Today is Kaarthigai Deepam. A festival of lights celebrated in Tamilnadu. We light small earthen lamps and decorate the house-front. While munching on the pori-urundai (jaggery mixed popped rice balls), its pertinent to see the history of this lovely festival.
Kaarthigai is the name of a Tamil month and the Deepam festival occurs on the first or second full-moon day after Deepavali, which is a no-moon day. Deepavali (Diwali) is the more prominent festival of lights in North India. Its also the festival of noise (?! kidding) in South India. But its almost certain that Kaarthigai Deepam and Deepavali are the same festival.
Tamils follow a solar calendar. Its a month behind the other calendars of India. For example, Ugadhi, the Telugu and Kannada new year's day occurs in mid-March while the Tamil new year's day is mid-April. Infact, the Tamil Calendar is also behind the naming convention used in the other solar calendars like the Punjabi one.
Consequent of this, the Tamil Chithirai or Vaikasi is one month behind Chithra or Baishaki in other calendars. Now, I don't know how all these calendars still converge on the day of winter Solstice which is January 14 or 15 in all the states!!
Anyway, its likely becos of these calendar confusions, Tamils celebrate Kaarthigai Deepam a month behind Deepavali.
People all over the world celebrate the Sun and its winter Solstice. Thats the shortest day of the year and also the day on which Sun starts its northern journey. A similar festival for Light (artificial) or its source Fire is perfectly understandable. The Jews celebrate Light on Hanukkah roughly around the same time as we do. I'm certain the fire worshiping Zoroastrians also have their Deepavali equivalent, they being the symbiotic cousins of the Vedic-Aryans.
How nice it'll be if Indians celebrated this festival for what it is. A festival of Lights. Alas, our small minds don't seem to comprehend the magnificent simplicity of this festival. We need clichéd reasons to celebrate Light.
The most clichéd of these reasons is the one about the victory of Good over Evil. Isn't Good always subjective? George Bush was obviously fighting for the Good side against the Evil Saddam Hussein. But how many on the planet subscribe to this view or celebrate it? Which brings us to the question of Rama, on whose name many north-Indians celebrate this festival.
Really? Is the victory of the racist, male-chauvinist, real-or-imaginary king Rama, any cause for celebration? And how silly is that a reason to celebrate the festival of lights? Even the other protagonists in the story (Sita, Jabali, Vali) called Rama, a dishonorable man. And to his face. I'll take George Bush any day over Rama.
Now, to the south Indian story for Deepavali. That Krishna helped by Sathyabhama killed Naragasuran and hence the good-over-evil motive for the festival of lights.
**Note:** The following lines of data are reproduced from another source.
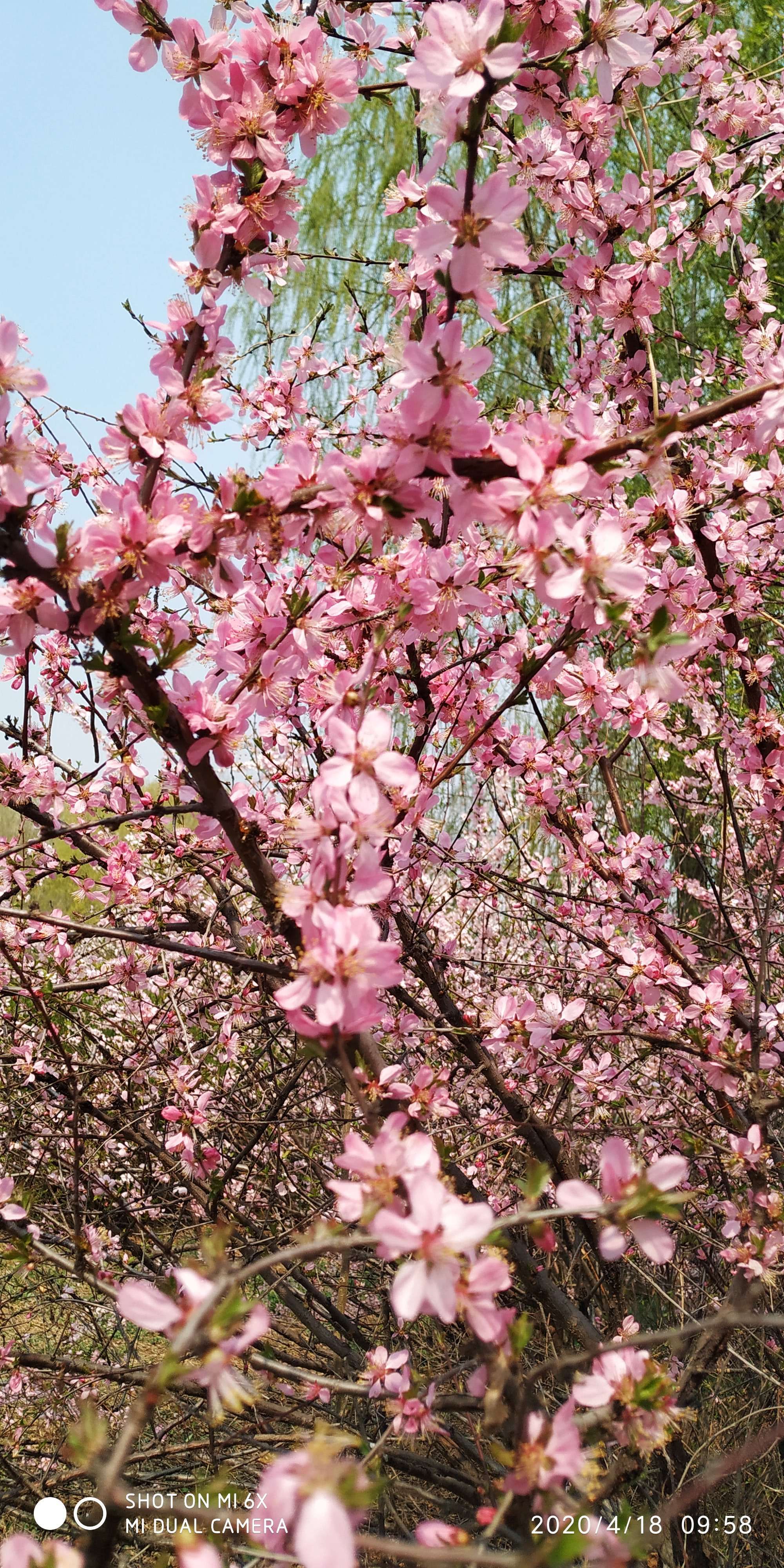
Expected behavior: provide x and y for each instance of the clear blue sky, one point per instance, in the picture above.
(96, 169)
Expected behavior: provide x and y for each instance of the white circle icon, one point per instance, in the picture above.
(49, 1514)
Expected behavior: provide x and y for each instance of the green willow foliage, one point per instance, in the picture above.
(344, 198)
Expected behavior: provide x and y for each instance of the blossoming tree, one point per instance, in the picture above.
(393, 1067)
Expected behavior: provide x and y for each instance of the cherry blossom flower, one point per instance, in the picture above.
(456, 54)
(10, 1211)
(387, 1373)
(341, 973)
(637, 1194)
(441, 1230)
(365, 761)
(550, 1454)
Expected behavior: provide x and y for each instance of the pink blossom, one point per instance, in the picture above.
(365, 760)
(637, 1194)
(387, 1371)
(434, 1533)
(617, 46)
(482, 236)
(550, 1454)
(441, 1230)
(16, 377)
(341, 973)
(10, 1211)
(305, 1495)
(456, 54)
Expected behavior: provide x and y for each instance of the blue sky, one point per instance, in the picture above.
(96, 169)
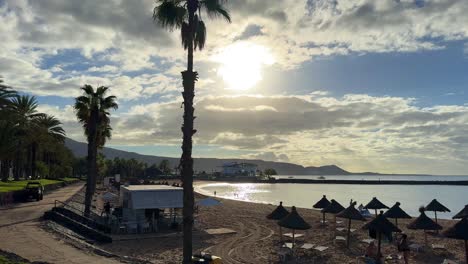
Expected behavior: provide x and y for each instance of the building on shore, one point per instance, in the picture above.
(242, 169)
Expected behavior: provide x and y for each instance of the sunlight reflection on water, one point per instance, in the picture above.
(411, 197)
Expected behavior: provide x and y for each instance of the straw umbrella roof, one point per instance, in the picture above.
(462, 214)
(375, 204)
(322, 203)
(435, 206)
(294, 221)
(279, 213)
(396, 212)
(459, 230)
(351, 213)
(333, 208)
(381, 224)
(423, 222)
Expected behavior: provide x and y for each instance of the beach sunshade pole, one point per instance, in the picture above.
(379, 237)
(350, 213)
(466, 250)
(349, 232)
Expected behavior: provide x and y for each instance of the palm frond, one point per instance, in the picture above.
(215, 9)
(170, 14)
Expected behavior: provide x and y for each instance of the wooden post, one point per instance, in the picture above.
(349, 232)
(294, 240)
(379, 237)
(466, 250)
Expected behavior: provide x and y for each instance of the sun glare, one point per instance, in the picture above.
(242, 63)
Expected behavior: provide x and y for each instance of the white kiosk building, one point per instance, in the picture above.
(146, 208)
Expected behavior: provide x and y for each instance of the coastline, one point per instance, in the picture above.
(256, 239)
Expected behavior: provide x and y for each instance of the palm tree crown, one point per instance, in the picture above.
(95, 101)
(174, 14)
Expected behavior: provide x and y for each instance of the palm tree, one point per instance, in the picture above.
(47, 129)
(186, 16)
(24, 113)
(92, 111)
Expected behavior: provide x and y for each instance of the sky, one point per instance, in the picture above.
(366, 85)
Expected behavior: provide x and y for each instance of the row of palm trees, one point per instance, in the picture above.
(31, 143)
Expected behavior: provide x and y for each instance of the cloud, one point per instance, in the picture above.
(358, 132)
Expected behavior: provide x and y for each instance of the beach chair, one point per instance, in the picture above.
(340, 240)
(416, 247)
(448, 261)
(438, 247)
(368, 241)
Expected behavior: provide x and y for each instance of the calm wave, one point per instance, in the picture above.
(411, 197)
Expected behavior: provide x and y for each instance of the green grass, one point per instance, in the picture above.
(19, 185)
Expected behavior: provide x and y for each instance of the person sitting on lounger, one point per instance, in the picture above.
(371, 256)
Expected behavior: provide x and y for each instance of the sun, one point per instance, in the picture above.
(242, 63)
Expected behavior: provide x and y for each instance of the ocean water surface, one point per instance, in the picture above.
(411, 197)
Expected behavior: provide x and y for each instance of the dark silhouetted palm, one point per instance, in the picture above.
(186, 16)
(92, 110)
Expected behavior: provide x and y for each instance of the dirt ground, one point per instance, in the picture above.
(257, 241)
(21, 232)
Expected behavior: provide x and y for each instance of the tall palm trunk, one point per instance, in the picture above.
(5, 168)
(33, 160)
(92, 160)
(186, 161)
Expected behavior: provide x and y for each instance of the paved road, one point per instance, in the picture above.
(21, 234)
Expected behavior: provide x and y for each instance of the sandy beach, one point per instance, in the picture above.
(257, 239)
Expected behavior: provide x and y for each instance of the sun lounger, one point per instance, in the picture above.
(448, 261)
(416, 247)
(307, 246)
(438, 247)
(296, 235)
(368, 241)
(340, 239)
(288, 245)
(321, 248)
While, the teachings of the Philosopher-King Krishna are close to the pinnacle of Indian achievement in Philosophy, why believe in such a silly story as Naragasuran being evil? He may well have been bad or it could be a typical Aryan story vilifying non-Aryans. But why bother?
These stories besmirch the antiquity of this festival which must be several thousand years old. I myself remember Mahavira's Nirwana on Deepavali, but he merely happened to die on this festival day.
I hope, we all mature as a civilization and appreciate the abundant wonders of the universe, most of which we comprehend as light from distant objects. Lets celebrate Light. Its Beautiful. Happy Kaarthigai Deepam!